Dallas celebrated Human Rights Day on Friday, December 10. The city is proud to support the values and beliefs of the Universal Declaration of Human Rights as adopted by the United Nations General Assembly.
The city further established December 10 as its own Human Rights Day, coinciding with the international day of celebration. Human Rights Day in DFW will serve as a reminder of Dallas’ efforts to promote equal rights for all people.
International Human Rights Day was founded on December 10, 1948, when the United Nations first implemented the Universal Declaration of Human Rights. The focus of the Declaration’s thirty articles is justice, freedom, and “peace in the world.”

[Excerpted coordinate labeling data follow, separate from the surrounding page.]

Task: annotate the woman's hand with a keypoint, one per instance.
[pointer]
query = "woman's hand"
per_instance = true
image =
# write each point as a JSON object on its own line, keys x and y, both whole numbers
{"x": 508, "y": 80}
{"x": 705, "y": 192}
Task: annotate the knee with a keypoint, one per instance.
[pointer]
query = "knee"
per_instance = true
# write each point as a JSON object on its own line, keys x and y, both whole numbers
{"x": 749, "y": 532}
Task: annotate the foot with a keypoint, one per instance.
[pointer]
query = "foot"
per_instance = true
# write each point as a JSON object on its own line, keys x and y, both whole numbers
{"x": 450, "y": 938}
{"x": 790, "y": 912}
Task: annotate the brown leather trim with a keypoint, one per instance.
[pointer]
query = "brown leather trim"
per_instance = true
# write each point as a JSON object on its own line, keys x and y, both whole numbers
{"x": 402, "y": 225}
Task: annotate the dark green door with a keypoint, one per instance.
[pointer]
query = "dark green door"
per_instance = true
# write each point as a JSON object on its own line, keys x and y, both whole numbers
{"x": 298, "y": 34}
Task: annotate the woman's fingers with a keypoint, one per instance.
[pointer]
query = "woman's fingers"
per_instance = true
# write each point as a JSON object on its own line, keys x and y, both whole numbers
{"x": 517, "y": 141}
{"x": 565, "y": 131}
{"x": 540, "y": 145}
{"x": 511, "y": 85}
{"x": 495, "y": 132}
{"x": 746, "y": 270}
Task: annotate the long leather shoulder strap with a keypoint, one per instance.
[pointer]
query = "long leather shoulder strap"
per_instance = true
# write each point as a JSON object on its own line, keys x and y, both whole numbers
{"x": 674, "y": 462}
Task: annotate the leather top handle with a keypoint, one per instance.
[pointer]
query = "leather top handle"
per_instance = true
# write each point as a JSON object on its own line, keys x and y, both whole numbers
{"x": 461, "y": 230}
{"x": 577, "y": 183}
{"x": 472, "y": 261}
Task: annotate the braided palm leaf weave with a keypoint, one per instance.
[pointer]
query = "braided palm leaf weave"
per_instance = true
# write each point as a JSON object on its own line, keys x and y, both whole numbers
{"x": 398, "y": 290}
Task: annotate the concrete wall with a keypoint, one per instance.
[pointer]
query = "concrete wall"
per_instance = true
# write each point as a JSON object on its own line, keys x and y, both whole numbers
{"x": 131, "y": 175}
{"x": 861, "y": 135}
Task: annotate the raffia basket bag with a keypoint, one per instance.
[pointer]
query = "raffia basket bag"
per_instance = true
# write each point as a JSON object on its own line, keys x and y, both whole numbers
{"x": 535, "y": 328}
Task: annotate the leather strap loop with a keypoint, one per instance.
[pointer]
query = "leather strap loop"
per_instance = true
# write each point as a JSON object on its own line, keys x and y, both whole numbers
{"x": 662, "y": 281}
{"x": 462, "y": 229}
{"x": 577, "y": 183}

Article One begins with the statement, “All humans are born free.” The Universal Declaration of Human Rights declares that all humans are entitled to certain rights regardless of their gender, nationality, religion, language, or any other status.
Human rights are described as fundamental rights and freedoms guaranteed to all people, no matter their beliefs, values, cultures, or opinions.
“Dallas is a strong, diverse, and welcoming city,” Mayor Eric Johnson stated in a press release. “While we still have significant work ahead of us as we build a more equitable city, I am confident that the people of Dallas are up to the task.”
The plan for upholding human rights extends to raising awareness of disabilities, security, safety, human trafficking, education, jobs, and freedom of choice, whether in religion, political stance, or any other facet of life.
“Human Rights Day in Dallas affirms our commitment to recognize and address the value of people and cultures in our community,” added Liz Cedillo-Pereira, Chief of Equity and Inclusion. “In partnership with our community partners, we stand together to fight against hatred, racism, and intolerance of all kinds.”
Last year, the Office of Equity and Inclusion hired its first human rights officer, LaToya Jackson. She commented on the human rights initiatives Dallas implemented in 2020.
“ADA Compliance, veteran’s rights, domestic violence, human trafficking, and mental health awareness are just some of the efforts we are undertaking to advance human rights in Dallas.”